Lauraine Jacobs

Food Writer and Author of Delicious Books

Lauraine’s blog

2 May 2018

MADRID MAGNIFICENT

Madrid is exciting – a sophisticated, friendly city where everyone from elegant elderly folk to young families meet at cafes, hotel and bars for drinks, chatter, meals and relaxation. It’s vast yet the city centre is compact and walking is easy. You will find traditional fare, cutting edge cuisine and see that like everywhere else hamburgers are being replaced by bao (Asian buns.)

Here’s a brief outline of suggestions based on a three day experience:

• Visit the Mercado de la Paz to check out the fresh food and get a bead on Spanish fare. In that market do not miss the Casa Dani cafeteria within the market for the best tortilla de patatas you will find in Spain – light, fluffy, yet thick and tasty. The other market not to miss is Mercado de San Miguel, magnificently recently restored and offering snacks and tapas. (pic - quick fix of chorizo in a cone in the market)

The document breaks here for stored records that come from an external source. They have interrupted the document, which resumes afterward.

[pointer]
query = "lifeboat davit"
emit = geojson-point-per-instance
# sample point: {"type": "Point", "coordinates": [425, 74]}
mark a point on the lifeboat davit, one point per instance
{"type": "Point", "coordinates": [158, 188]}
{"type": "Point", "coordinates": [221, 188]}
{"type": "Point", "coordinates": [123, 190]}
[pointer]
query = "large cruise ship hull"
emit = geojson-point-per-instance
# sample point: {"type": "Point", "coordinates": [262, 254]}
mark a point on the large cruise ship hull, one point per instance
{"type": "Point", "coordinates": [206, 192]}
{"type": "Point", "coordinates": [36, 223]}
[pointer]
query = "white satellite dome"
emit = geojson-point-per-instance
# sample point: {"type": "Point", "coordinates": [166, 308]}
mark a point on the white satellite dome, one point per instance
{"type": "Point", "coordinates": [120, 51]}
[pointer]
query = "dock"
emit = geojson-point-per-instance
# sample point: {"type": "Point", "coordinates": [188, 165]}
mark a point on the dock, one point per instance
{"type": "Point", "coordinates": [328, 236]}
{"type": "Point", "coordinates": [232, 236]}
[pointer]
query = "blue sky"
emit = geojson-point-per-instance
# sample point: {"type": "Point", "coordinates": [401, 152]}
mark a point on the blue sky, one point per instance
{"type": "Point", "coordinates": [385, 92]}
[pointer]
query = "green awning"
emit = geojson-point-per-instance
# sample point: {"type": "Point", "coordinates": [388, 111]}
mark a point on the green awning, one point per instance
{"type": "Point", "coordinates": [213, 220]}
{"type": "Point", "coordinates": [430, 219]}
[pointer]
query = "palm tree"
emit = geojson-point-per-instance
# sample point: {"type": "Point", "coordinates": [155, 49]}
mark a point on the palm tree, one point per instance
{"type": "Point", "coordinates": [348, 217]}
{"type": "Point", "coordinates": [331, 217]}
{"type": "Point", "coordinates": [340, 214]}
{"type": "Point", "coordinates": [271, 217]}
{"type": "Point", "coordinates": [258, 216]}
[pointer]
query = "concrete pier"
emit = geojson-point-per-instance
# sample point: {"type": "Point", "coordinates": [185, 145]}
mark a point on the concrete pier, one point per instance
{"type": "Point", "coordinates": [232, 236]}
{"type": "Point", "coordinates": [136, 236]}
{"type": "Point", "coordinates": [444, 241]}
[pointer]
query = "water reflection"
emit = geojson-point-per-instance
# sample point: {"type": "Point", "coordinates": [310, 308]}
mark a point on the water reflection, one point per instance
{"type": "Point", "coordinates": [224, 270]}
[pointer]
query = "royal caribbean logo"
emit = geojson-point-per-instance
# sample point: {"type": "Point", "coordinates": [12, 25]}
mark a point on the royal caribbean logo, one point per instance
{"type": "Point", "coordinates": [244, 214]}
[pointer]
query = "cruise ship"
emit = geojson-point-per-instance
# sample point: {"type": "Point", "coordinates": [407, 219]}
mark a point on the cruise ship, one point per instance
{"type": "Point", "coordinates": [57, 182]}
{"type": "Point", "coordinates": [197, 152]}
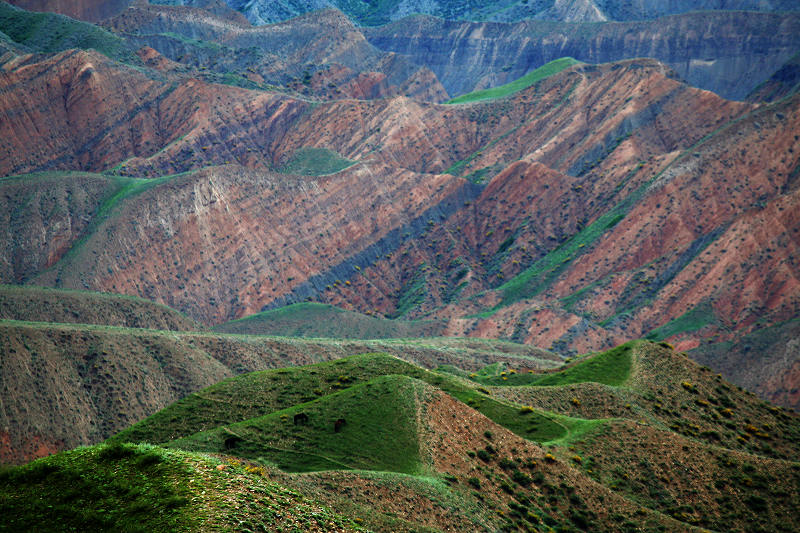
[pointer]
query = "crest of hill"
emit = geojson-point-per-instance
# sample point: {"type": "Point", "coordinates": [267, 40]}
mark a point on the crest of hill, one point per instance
{"type": "Point", "coordinates": [39, 304]}
{"type": "Point", "coordinates": [652, 382]}
{"type": "Point", "coordinates": [606, 474]}
{"type": "Point", "coordinates": [49, 32]}
{"type": "Point", "coordinates": [379, 431]}
{"type": "Point", "coordinates": [265, 393]}
{"type": "Point", "coordinates": [323, 320]}
{"type": "Point", "coordinates": [65, 385]}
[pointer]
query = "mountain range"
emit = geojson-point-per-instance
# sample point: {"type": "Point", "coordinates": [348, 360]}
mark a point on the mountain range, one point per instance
{"type": "Point", "coordinates": [464, 213]}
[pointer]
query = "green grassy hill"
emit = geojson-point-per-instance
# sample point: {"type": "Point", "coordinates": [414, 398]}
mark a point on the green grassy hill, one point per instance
{"type": "Point", "coordinates": [146, 488]}
{"type": "Point", "coordinates": [49, 32]}
{"type": "Point", "coordinates": [636, 438]}
{"type": "Point", "coordinates": [379, 433]}
{"type": "Point", "coordinates": [545, 71]}
{"type": "Point", "coordinates": [64, 385]}
{"type": "Point", "coordinates": [322, 320]}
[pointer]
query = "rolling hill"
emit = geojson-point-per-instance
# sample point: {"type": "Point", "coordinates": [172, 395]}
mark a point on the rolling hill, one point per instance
{"type": "Point", "coordinates": [619, 471]}
{"type": "Point", "coordinates": [367, 269]}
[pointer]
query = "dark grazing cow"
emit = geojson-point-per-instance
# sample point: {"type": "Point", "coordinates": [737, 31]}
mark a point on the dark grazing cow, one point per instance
{"type": "Point", "coordinates": [232, 441]}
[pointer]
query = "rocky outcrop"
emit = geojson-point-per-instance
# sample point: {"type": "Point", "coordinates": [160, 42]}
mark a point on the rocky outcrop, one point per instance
{"type": "Point", "coordinates": [374, 13]}
{"type": "Point", "coordinates": [321, 54]}
{"type": "Point", "coordinates": [784, 82]}
{"type": "Point", "coordinates": [42, 216]}
{"type": "Point", "coordinates": [728, 53]}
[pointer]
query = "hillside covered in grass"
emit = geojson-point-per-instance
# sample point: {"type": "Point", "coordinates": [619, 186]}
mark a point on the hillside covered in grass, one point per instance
{"type": "Point", "coordinates": [638, 437]}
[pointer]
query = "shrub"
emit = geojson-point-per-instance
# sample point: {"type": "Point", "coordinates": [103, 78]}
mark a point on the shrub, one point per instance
{"type": "Point", "coordinates": [507, 464]}
{"type": "Point", "coordinates": [521, 478]}
{"type": "Point", "coordinates": [116, 450]}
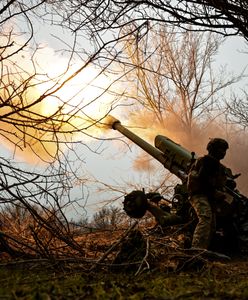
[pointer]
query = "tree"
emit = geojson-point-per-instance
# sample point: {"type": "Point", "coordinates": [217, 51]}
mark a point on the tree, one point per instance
{"type": "Point", "coordinates": [108, 218]}
{"type": "Point", "coordinates": [226, 17]}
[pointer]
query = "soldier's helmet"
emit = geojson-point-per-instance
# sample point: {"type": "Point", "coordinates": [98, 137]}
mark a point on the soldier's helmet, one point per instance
{"type": "Point", "coordinates": [216, 144]}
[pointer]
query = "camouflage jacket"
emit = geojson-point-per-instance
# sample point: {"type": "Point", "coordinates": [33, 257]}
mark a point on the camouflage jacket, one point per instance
{"type": "Point", "coordinates": [206, 176]}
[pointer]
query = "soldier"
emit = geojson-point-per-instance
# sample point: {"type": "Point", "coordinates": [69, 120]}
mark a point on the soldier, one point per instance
{"type": "Point", "coordinates": [205, 184]}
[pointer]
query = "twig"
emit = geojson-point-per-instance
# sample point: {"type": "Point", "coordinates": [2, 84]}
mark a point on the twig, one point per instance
{"type": "Point", "coordinates": [113, 246]}
{"type": "Point", "coordinates": [144, 258]}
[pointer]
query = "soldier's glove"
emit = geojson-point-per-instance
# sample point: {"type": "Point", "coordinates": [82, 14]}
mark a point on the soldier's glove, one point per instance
{"type": "Point", "coordinates": [219, 196]}
{"type": "Point", "coordinates": [135, 204]}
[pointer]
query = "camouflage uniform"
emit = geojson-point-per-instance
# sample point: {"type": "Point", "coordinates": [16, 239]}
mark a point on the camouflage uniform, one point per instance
{"type": "Point", "coordinates": [205, 182]}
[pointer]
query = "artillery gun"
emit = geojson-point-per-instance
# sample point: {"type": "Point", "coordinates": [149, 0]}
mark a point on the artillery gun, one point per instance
{"type": "Point", "coordinates": [178, 160]}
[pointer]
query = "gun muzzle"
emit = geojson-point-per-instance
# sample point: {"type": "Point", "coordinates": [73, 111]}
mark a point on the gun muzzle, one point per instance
{"type": "Point", "coordinates": [154, 152]}
{"type": "Point", "coordinates": [166, 161]}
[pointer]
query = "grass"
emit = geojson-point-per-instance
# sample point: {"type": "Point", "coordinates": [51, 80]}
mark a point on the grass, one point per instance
{"type": "Point", "coordinates": [216, 281]}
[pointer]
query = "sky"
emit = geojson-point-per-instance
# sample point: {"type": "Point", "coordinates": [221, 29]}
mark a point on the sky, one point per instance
{"type": "Point", "coordinates": [116, 161]}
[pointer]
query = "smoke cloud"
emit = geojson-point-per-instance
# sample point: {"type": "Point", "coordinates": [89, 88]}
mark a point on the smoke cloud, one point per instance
{"type": "Point", "coordinates": [147, 127]}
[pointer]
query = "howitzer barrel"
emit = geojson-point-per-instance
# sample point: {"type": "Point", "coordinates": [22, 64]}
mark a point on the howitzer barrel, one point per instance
{"type": "Point", "coordinates": [168, 160]}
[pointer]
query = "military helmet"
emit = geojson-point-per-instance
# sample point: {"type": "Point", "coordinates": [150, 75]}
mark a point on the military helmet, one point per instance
{"type": "Point", "coordinates": [217, 143]}
{"type": "Point", "coordinates": [135, 204]}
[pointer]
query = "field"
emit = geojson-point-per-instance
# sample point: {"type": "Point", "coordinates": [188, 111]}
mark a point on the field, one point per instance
{"type": "Point", "coordinates": [37, 280]}
{"type": "Point", "coordinates": [148, 267]}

• Nearby visit Lavinia, a superb wine shop that stocks stunning Spanish wines, offers tastings, wine tutorials and has an excellent tapas menu to relax over.

• If you want to buy Spanish cult wines, go to Latintoreria in Calle Gurtubay – a wine cave that sells to top oenophiles.

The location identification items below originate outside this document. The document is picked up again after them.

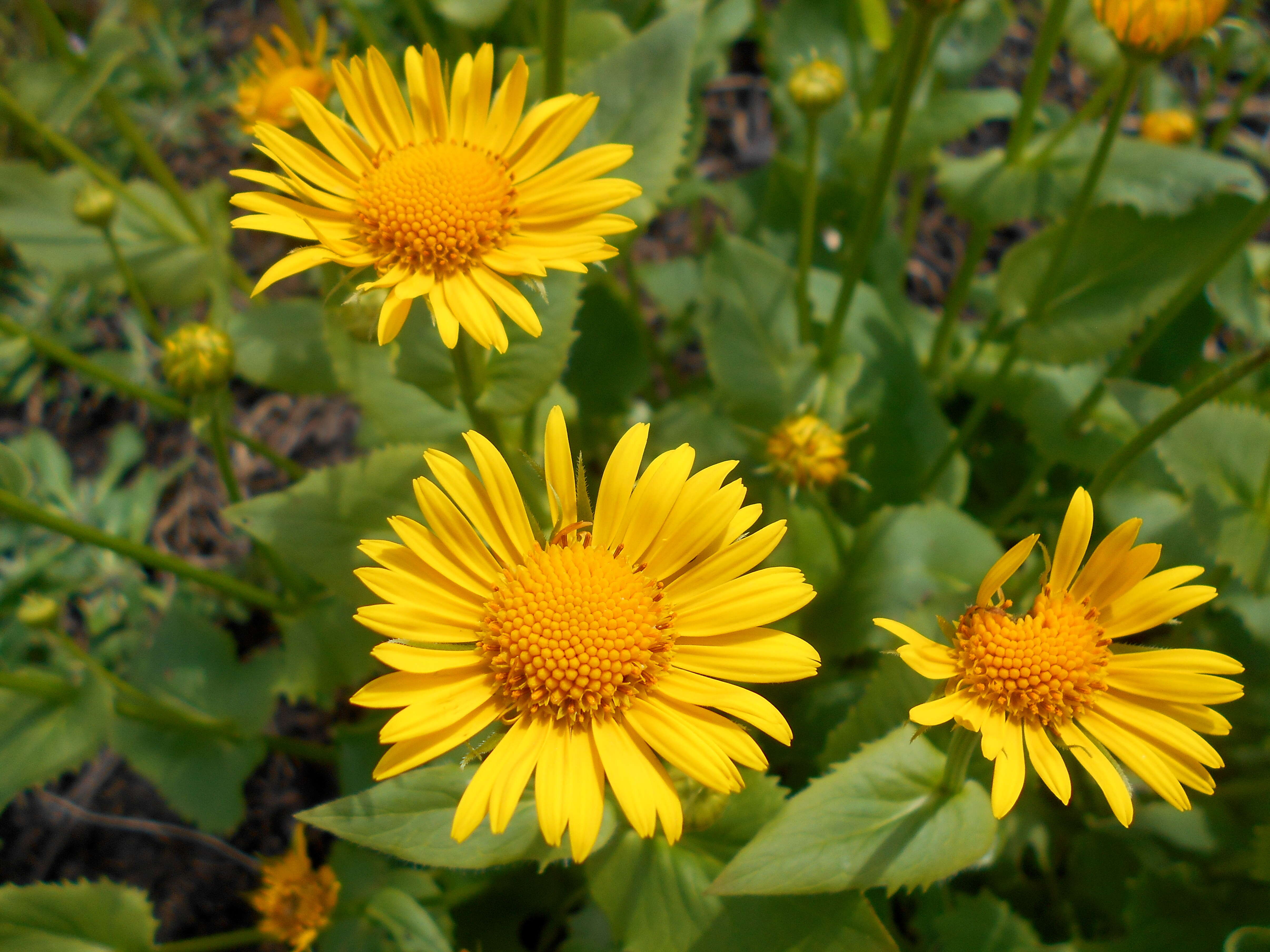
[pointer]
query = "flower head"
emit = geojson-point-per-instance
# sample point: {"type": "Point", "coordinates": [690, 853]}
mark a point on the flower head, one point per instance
{"type": "Point", "coordinates": [1170, 127]}
{"type": "Point", "coordinates": [295, 900]}
{"type": "Point", "coordinates": [1158, 28]}
{"type": "Point", "coordinates": [197, 358]}
{"type": "Point", "coordinates": [817, 86]}
{"type": "Point", "coordinates": [448, 197]}
{"type": "Point", "coordinates": [601, 645]}
{"type": "Point", "coordinates": [1053, 676]}
{"type": "Point", "coordinates": [807, 452]}
{"type": "Point", "coordinates": [266, 94]}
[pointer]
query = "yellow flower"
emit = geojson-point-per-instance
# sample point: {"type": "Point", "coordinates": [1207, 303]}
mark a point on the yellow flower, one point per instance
{"type": "Point", "coordinates": [1052, 674]}
{"type": "Point", "coordinates": [807, 452]}
{"type": "Point", "coordinates": [266, 94]}
{"type": "Point", "coordinates": [446, 201]}
{"type": "Point", "coordinates": [1158, 28]}
{"type": "Point", "coordinates": [601, 648]}
{"type": "Point", "coordinates": [1172, 127]}
{"type": "Point", "coordinates": [295, 900]}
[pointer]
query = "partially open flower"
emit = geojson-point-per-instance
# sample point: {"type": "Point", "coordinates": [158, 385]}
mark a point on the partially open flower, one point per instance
{"type": "Point", "coordinates": [197, 358]}
{"type": "Point", "coordinates": [817, 86]}
{"type": "Point", "coordinates": [1170, 127]}
{"type": "Point", "coordinates": [295, 900]}
{"type": "Point", "coordinates": [266, 94]}
{"type": "Point", "coordinates": [1158, 28]}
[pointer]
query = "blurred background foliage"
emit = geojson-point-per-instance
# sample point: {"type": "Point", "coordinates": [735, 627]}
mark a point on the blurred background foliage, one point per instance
{"type": "Point", "coordinates": [191, 669]}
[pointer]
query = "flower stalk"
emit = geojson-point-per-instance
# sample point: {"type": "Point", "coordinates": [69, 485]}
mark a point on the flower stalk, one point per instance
{"type": "Point", "coordinates": [854, 266]}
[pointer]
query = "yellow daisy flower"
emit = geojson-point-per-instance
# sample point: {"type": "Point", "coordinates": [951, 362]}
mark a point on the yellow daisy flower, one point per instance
{"type": "Point", "coordinates": [266, 94]}
{"type": "Point", "coordinates": [601, 648]}
{"type": "Point", "coordinates": [446, 196]}
{"type": "Point", "coordinates": [295, 900]}
{"type": "Point", "coordinates": [1052, 674]}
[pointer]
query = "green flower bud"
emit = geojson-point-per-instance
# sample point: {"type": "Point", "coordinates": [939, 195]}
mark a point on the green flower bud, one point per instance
{"type": "Point", "coordinates": [817, 86]}
{"type": "Point", "coordinates": [197, 358]}
{"type": "Point", "coordinates": [96, 206]}
{"type": "Point", "coordinates": [39, 611]}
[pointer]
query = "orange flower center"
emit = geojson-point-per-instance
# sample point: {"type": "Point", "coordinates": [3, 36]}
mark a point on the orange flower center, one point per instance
{"type": "Point", "coordinates": [1046, 666]}
{"type": "Point", "coordinates": [577, 630]}
{"type": "Point", "coordinates": [436, 207]}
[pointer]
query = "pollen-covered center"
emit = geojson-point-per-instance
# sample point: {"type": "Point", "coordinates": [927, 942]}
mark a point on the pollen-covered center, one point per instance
{"type": "Point", "coordinates": [577, 630]}
{"type": "Point", "coordinates": [436, 207]}
{"type": "Point", "coordinates": [1046, 666]}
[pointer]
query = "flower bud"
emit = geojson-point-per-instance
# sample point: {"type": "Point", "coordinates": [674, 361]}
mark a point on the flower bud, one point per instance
{"type": "Point", "coordinates": [96, 205]}
{"type": "Point", "coordinates": [197, 358]}
{"type": "Point", "coordinates": [39, 611]}
{"type": "Point", "coordinates": [817, 86]}
{"type": "Point", "coordinates": [1158, 28]}
{"type": "Point", "coordinates": [1170, 127]}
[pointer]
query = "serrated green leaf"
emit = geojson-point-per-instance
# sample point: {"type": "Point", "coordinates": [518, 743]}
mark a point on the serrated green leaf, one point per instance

• For dinner try Atlantico for Gallician seafood specialties and fine wine. Or the superb Castelados, where the bar decorations are amazing and the food totally delicious in a modern but approachable style. Or push the boundaries and eat Angel Leon’s plankton cuisine at Glass – the décor is so over the top modern and edgy it almost spoils the equally edgy food.

• Go into the older area of the city near the Royal Palace, into the winding backstreets and find a modern sourdough bakery café with preserved city ruins are incorporated into the clever décor. Santa Eulalia serves wine, excellent coffee, juices, cakes and their magnificent sourdoughs.

• Bars. Essential in Madrid if you are going to get to know the city. El Mollete is in Calle de la Bola is tiny and friendly and can’t be too bad if it is Francis Ford Coppola’s haunt when he’s in Madrid. La Venencia is an ancient sherry bar where the Socialists hung out and plotted. And you absolutely have to go to Casa Labra which has been serving tapas and beer or wine since 1860. Only three tapas are served, battered bacalao, croquetas, and preserved tuna topped with tomato. Perfect with the small glasses of beer most locals seem to order.

With thanks to Gabriela Llamas, and Mark Godden for some of their local expertise.